Axial SpA and IBD: A Huge Reminder
I recently had a hell of a week; it was painful and laborious. I've been side-tracked with symptoms of inflammatory bowel disease (IBD). Not only did I spend a weekend in the bathroom, but I was also holed up in my bedroom - knees tucked up to my belly, head throbbing, and feeling exhausted from fighting the severe gut pain - all the while running back and forth between the two rooms.
Not an isolated incident
As the new week begins, I am still having a difficult time with the intestinal pain and swelling that has wrenched me quite a bit. And it’s not an isolated incident; this happens often. It’s a reminder of the high inflammation in my body in relation to my chronic inflammatory disease, spondyloarthritis (SpA) – conditions found to be linked to each other, IBD is "frequently observed in the setting of SpA, an extra-articular manifestation, and in fact, part of the SpA classification criteria."1
Irritable bowel syndrome (IBS) began when I was a small child of 3 or 4 years old. Eating specific foods would irritate my stomach and intestinal tract to the point I was unable to get off the floor due to the pain. Hunched over and clutching my stomach, I would cry and plead with my parents to make the pain and discomfort stop. Moments like this plagued my teen years as well as continue to be a common occurrence should I not take care of my body with preventative medications and diet.

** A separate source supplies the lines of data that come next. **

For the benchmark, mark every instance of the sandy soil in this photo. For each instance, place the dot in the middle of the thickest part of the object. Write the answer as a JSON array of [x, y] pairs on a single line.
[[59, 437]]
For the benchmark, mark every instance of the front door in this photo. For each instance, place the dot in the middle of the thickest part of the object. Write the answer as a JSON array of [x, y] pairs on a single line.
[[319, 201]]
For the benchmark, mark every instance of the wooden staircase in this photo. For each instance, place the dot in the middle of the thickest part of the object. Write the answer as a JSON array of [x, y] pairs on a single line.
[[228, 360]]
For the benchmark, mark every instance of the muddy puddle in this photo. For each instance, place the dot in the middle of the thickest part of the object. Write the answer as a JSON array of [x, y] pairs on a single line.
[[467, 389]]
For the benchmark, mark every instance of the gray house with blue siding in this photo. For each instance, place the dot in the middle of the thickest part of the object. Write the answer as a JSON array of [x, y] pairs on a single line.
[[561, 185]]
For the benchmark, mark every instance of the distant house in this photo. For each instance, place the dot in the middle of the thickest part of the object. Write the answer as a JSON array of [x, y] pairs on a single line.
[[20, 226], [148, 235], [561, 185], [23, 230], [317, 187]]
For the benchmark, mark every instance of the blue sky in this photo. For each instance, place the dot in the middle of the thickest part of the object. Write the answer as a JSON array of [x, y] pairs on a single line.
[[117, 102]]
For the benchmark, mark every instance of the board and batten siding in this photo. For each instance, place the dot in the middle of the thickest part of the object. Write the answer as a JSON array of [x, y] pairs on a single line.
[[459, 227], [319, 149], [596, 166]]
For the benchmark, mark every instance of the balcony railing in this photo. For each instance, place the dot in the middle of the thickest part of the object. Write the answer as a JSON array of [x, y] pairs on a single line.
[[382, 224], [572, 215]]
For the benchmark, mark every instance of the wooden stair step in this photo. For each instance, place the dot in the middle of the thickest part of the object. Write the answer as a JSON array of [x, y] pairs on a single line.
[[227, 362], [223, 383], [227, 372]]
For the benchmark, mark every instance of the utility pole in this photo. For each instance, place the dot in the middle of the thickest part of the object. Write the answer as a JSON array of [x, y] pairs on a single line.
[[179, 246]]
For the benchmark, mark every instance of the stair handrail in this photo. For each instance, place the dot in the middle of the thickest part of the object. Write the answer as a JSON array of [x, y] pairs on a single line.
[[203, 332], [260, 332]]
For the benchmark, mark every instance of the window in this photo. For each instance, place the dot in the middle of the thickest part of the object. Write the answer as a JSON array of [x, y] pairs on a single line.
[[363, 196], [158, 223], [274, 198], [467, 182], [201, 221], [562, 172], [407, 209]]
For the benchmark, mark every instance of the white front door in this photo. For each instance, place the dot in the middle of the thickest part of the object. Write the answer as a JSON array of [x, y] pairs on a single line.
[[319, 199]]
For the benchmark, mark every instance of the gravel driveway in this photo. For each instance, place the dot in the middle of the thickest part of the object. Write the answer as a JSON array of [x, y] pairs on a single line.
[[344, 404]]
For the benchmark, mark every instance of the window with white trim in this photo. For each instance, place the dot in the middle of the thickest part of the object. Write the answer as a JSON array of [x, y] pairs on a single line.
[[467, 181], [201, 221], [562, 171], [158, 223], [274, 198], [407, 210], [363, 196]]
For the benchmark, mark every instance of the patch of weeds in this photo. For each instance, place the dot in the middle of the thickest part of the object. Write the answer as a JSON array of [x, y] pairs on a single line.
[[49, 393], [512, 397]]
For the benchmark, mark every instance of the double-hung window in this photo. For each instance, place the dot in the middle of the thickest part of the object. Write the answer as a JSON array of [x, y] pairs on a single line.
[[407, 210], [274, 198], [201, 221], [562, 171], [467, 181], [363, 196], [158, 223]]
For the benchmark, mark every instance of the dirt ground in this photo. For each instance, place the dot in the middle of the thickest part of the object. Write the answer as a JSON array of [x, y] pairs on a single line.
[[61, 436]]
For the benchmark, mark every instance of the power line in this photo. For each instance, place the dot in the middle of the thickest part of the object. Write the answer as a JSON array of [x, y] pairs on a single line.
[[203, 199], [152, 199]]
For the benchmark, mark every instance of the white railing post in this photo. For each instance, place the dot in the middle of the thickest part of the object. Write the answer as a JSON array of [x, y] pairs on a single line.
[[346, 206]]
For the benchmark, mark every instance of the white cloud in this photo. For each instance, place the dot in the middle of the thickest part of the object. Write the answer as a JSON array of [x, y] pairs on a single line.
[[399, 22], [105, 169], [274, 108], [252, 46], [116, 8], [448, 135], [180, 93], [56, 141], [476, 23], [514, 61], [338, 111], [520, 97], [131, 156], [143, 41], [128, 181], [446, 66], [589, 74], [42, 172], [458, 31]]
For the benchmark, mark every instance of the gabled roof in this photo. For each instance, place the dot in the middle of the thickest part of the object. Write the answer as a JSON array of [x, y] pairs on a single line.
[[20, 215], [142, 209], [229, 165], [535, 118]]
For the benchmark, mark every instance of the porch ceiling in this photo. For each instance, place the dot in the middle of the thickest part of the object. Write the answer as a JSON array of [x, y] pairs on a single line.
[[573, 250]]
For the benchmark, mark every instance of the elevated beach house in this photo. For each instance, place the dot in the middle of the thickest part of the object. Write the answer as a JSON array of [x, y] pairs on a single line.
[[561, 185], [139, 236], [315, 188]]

Now diagnosed with inflammatory bowel disease, I currently have instances when a normal regime of meats, carbs, dairy, fruits, legumes, and veggies set me off into painful days. I am glued to the commode, clutching my belly, crying for relief, with bouts of diarrhea and constipation (mixed IBD), sometimes with mucus and blood, fatigued beyond belief. TMI, right? But honestly, I know that when I get this way, there is no way to avoid this experience other than to wait it out, hoping and wishing for relief, and praying it ends sooner than later.
More than I bargained for
We’ve recently purchased a new home, and lately, we've been eating out more and more due to packing for our new place. Maintaining the current rental and moving, I’ve truly taken on more than I bargained for. Much too tired to cook and stressed about the move, we seem stuck where we must rely heavily on the convenience restaurants offer. I do my best to eat wisely, choosing nutritious food from the menus, but still...a slight whisper reminds me, “Cook a meal at home, you won't regret it."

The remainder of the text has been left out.